Huckleberry Finn fits into her concept of courage as someone who faces the racial prejudices of his day and overcomes internal conflict by going against the oppressive forces of hate when helping to free Jim, a runaway slave. This brings to mind the words of the prominent political historian Arthur Schlesinger, Jr. He spoke of Huck as the archetype of the American character and referred to the boy’s decision to risk the fires of hell in order to defy the law and free Jim as “the finest scene in the greatest of American novels.” Of this appraisal I am more than a little skeptical.

Huck is an observer. He is similar to his English cousin, David Copperfield, in providing a first-person account of what he sees on his life’s journey and struggling to reach a proper interpretation of both people and events. The comparison between Finn and Copperfield goes even deeper as Twain’s original concept for the book was to tell Huck’s story from boyhood to adulthood, just like the story arc of Copperfield’s life. Both “boys” are far less colorful in character than those who surround them and carry the storyline for them in directions at which the supposed heroes can only marvel.

Twain lost interest in his own project and set it aside to pursue other interests. When he took it up again, his original concept of Huck’s story changed, fortunately for all of us. Huck’s adventure through life is recast as a journey down the Mississippi River on a raft with Jim. Both are runaways, who are carried along by events as inexorable as the current of the river. And within the repurposing of Huck’s story is the reason why I would invoke the concept of courage as it pertains to this novel; Twain’s own moral fortitude to craft an honest story about the antebellum South.
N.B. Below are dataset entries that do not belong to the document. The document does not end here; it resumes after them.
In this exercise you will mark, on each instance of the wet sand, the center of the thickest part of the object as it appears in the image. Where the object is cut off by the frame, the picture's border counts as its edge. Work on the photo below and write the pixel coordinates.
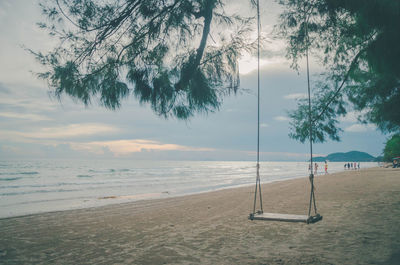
(361, 225)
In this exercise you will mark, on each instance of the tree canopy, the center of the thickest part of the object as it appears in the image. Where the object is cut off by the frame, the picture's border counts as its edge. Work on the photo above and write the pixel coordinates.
(357, 43)
(158, 50)
(392, 148)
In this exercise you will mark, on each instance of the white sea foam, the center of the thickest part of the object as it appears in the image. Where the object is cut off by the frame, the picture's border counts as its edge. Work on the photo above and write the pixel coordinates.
(28, 187)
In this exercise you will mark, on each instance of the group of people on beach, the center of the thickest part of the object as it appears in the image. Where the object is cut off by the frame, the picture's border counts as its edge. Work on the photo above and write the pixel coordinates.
(352, 165)
(316, 168)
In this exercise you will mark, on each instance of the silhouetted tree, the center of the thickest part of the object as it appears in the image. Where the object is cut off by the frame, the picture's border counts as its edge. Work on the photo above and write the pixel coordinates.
(357, 42)
(160, 50)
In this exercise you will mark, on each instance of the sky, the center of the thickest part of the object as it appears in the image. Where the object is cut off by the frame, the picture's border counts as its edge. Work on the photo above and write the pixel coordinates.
(33, 125)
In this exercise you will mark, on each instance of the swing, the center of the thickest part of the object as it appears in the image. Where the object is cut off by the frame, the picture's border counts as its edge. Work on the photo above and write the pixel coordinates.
(260, 215)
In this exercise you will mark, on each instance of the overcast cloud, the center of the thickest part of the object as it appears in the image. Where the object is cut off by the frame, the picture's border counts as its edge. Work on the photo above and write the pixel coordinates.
(34, 125)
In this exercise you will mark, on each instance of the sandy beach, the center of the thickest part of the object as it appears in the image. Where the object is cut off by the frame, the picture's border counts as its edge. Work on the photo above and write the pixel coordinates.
(361, 225)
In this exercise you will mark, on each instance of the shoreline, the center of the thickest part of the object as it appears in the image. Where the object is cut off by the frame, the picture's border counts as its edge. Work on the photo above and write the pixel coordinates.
(166, 198)
(361, 225)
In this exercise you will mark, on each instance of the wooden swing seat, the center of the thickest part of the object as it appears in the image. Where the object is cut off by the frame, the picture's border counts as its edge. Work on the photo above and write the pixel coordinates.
(285, 217)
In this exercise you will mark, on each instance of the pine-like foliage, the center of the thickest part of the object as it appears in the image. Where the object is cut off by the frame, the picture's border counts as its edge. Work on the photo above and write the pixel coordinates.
(358, 44)
(158, 50)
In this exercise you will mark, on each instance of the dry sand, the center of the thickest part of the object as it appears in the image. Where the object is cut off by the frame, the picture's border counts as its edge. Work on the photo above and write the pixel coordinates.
(361, 225)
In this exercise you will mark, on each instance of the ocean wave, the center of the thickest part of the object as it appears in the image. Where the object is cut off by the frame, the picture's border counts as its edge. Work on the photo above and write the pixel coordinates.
(35, 191)
(19, 173)
(10, 179)
(84, 176)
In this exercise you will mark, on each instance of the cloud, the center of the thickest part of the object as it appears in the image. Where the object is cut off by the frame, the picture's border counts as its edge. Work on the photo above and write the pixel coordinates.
(70, 131)
(352, 116)
(281, 118)
(295, 96)
(32, 117)
(126, 147)
(360, 128)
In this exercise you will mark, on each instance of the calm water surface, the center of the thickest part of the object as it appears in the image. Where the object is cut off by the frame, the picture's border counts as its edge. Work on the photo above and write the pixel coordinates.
(28, 187)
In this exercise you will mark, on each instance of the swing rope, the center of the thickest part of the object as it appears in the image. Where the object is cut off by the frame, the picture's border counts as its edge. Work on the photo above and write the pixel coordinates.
(312, 194)
(258, 180)
(312, 204)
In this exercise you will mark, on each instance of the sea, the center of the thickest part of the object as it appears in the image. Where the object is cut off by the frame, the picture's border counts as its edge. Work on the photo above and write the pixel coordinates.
(37, 186)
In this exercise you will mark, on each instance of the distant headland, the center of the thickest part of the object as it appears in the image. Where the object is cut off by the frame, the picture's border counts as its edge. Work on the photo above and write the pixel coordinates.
(352, 156)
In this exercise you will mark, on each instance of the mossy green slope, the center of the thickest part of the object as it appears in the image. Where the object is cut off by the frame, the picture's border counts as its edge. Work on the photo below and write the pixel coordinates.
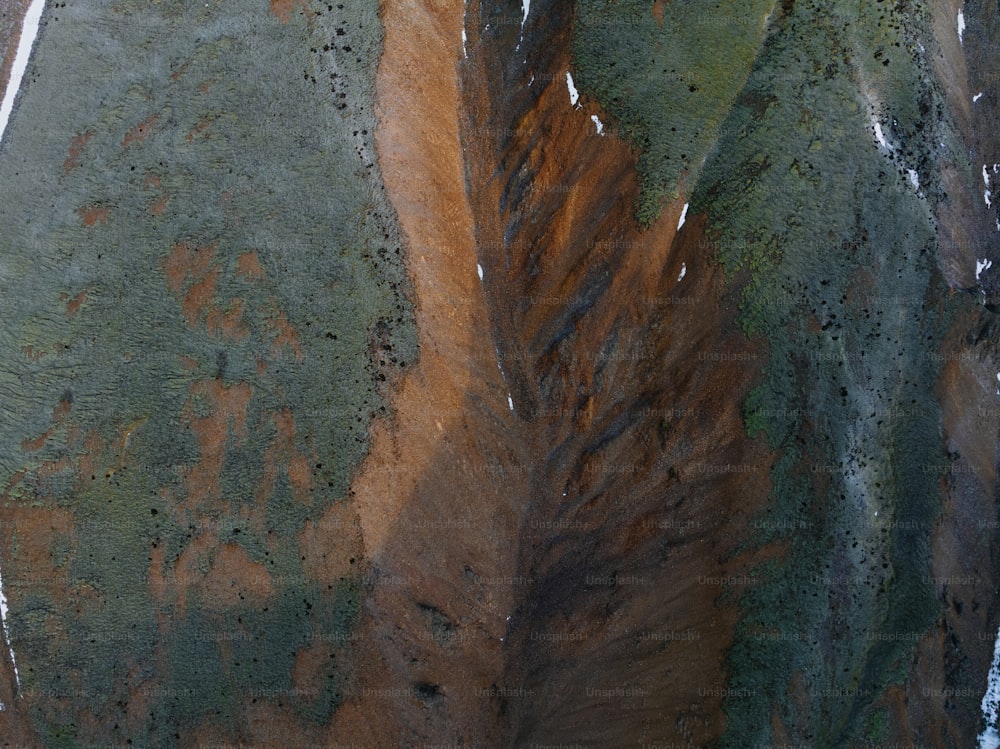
(833, 234)
(668, 83)
(194, 242)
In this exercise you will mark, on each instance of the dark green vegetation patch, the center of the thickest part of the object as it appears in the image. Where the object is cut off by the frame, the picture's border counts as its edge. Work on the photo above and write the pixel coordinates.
(832, 233)
(667, 81)
(202, 293)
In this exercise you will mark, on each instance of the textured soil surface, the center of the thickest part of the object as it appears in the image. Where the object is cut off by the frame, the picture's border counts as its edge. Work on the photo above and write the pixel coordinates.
(365, 382)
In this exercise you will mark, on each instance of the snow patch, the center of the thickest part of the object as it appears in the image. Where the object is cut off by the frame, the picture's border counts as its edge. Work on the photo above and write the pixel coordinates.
(29, 31)
(990, 739)
(574, 95)
(683, 217)
(6, 632)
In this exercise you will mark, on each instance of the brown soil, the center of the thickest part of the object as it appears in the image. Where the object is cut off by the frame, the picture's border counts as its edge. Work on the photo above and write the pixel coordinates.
(550, 573)
(941, 706)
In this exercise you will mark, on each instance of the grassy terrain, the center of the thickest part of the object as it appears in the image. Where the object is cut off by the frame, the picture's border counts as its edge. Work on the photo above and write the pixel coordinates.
(218, 128)
(838, 247)
(665, 83)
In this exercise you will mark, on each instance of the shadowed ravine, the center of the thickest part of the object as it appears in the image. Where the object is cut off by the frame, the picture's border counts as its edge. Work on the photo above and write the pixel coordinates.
(362, 387)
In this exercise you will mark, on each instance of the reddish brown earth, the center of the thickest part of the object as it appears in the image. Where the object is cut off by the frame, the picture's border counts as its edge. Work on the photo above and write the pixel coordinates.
(551, 573)
(940, 704)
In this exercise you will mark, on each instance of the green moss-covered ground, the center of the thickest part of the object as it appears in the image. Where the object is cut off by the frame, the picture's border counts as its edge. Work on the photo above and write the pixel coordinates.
(668, 84)
(211, 126)
(836, 245)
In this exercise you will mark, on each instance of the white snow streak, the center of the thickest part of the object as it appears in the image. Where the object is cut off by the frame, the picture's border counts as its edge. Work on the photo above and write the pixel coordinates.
(990, 739)
(683, 217)
(28, 33)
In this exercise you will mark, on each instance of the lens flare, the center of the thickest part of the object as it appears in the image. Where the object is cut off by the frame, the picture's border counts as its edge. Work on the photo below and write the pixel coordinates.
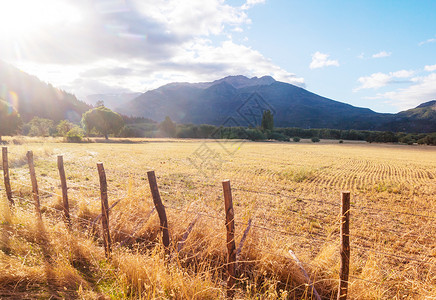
(12, 99)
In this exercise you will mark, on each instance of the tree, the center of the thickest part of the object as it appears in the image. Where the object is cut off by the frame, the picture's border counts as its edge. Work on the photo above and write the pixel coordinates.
(10, 120)
(168, 127)
(103, 120)
(41, 127)
(267, 120)
(64, 126)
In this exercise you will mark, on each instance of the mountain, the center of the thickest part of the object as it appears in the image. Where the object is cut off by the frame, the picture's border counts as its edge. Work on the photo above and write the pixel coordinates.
(419, 119)
(112, 101)
(31, 97)
(240, 101)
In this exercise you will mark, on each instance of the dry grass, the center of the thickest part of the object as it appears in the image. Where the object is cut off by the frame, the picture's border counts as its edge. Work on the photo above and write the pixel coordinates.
(293, 189)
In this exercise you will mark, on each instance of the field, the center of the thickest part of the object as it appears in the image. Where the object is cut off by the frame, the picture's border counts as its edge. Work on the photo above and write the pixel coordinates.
(290, 191)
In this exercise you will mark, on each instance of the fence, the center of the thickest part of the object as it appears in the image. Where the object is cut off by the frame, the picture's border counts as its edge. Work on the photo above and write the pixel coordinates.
(233, 250)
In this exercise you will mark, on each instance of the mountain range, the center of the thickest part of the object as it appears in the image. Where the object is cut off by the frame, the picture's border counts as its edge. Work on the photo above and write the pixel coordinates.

It is not a harsh critique of the times and people of his youth. In fact there are moments when Huck, Twain’s alter ego, acknowledges the virtues of various men and women he encounters along the way. Twain does, however, disparage the institution of slavery on which the Southern economy depended, albeit from the safety of his New York home.

Adventures of Huckleberry Finn is not a children’s story. Racism, alcoholism, abuse, theft, murder and fraud are staples of the story. Although told by a boy, just as a young woman tells the story of the racism encountered in her childhood in To Kill a Mockingbird, Huck’s adventures were intended for an adult audience, just like Mockingbird. That it continues to be a target of censorship should not be surprising. The novelty of the characters’ colloquial speech appropriate to the day includes terms unacceptable in our own current culture. Twain was even pushing the envelope in his day and it is this lingering tendency towards shock and offense that is for me the greatest indicator of courage in the story. Sensibilities have and will continue to be violated – for the greater good.